Por una parte, se encuentra la
eterna y bien fundada desconfianza en la clase política gobernante que tiene la
incuestionable costumbre de estar muy por debajo de la altura mínima requerida
para ser considerada con seriedad dentro del peso de la historia. Tenemos un
presidente en formación que intenta navegar el mar sin un barco, un fiscal cínico
untado hasta los codos de corrupción, un gobierno nacional constituido de
partidos camaleónicos que son los mismos de siempre, pero con una lavada de
cara y gomina en el pelo; el mismo partido político que, sin el menor atisbo de
duda ni misericordia, rechaza cualquier tipo de propuesta que tenga el tufillo
de una salida negociada al conflicto cuyas condiciones mínimas incluyan
resarcir las deudas históricas pendientes con las víctimas de un reyerta que
nunca le ha pertenecido.
Este grupo político tomó el
liderazgo en la convocatoria para organizar la marcha contra el terrorismo del
ELN haciendo uso mezquino de la oportunidad para obtener réditos políticos y levantar
la imagen triste que tiene el verde mandatario y su deslucido séquito de gobierno,
haciendo caso omiso a la incoherencia de pedir la paz cuando están enquistados
en continuar una guerra que nadie va a ganar y que, aún si fuera posible salir
vencedor, el costo de las vidas desperdiciadas en el combate solamente produciría
una amarga victoria. No han logrado comprender que su silencio cómplice respecto
a los asesinatos selectivos de líderes sociales, su connivencia con la
corrupción rampante y su general desprecio por las causas sociales les ha
granjeado un repudio común que no se sobrepone con propagandas ni con
anuncios de tiempos prósperos cuándo el presente y la realidad son tan
evidentes, y menos aun cuando sus cautivos seguidores alardean orgullosamente
las virtudes de la mano dura y el plomo para los contradictores como si de una
masa indolente de organismos unicelulares se tratase.

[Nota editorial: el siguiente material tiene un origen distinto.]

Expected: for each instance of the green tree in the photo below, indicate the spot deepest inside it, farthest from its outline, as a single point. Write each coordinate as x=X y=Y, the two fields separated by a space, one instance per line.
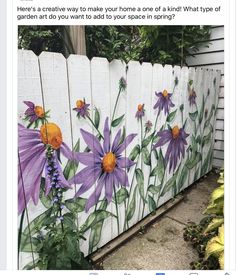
x=155 y=44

Al otro lado de la marcha se
dividieron entre los que no están dispuestos a marchar con el Uribismo por las
mismas razones anteriormente mencionadas en la antesala de una confrontación
ideológica que no permite convergencias de ningún tipo. Un grupo multicolor que
mira el poder como un objeto lejano, inaccesible, terrible y deleznable pero también
deseable, reviviendo el antiguo maniqueísmo de fuerzas destinadas a chocar por
los siglos de los siglos y que se niega a estar de lado del fuerte. Este partido
político de voz ronca por repetir una y otra vez las incontables injusticias
del gobierno de turno pero que ha sido incapaz de conciliar un plan concreto,
disciplinado y organizado que le permita presentarse como una opción real de
gobierno sin los cuestionamientos naturales a su lineamiento ideológico. A fin
de cuentas, simplificar se vuelve una tarea titánica entre tanta diversidad.
En esta orilla también estuvieron
los marchantes independientes que superponen la tragedia a los egos
individuales, los que salieron a protestar, pero desde la acera contraria en
una acción al mismo tiempo prudente y temeraria. Prudente por solidaridad con
las víctimas y temeraria por prestarse para darle legitimidad indirecta al
partido convocador que puede usar la presión social para erigirse en un estado
policivo con libertades excesivas para reprimir, controlar y censurar.
La marcha del domingo deja en
evidencia que Colombia se divide tres grandes facciones políticas separadas
entre sí como el agua en los tres estados de la materia. Tres estados
antagónicos constituidos de la misma esencia. Aún se necesita el paso de varias
generaciones para que las diferencias se disuelvan y las viejas rencillas sean
remplazadas por la esperanza de poder vivir y morir en una tierra sin que medie
el uso implacable de las armas y donde los desacuerdos nunca sean causantes de
la agresión histórica que pesa en las espaldas de la nación.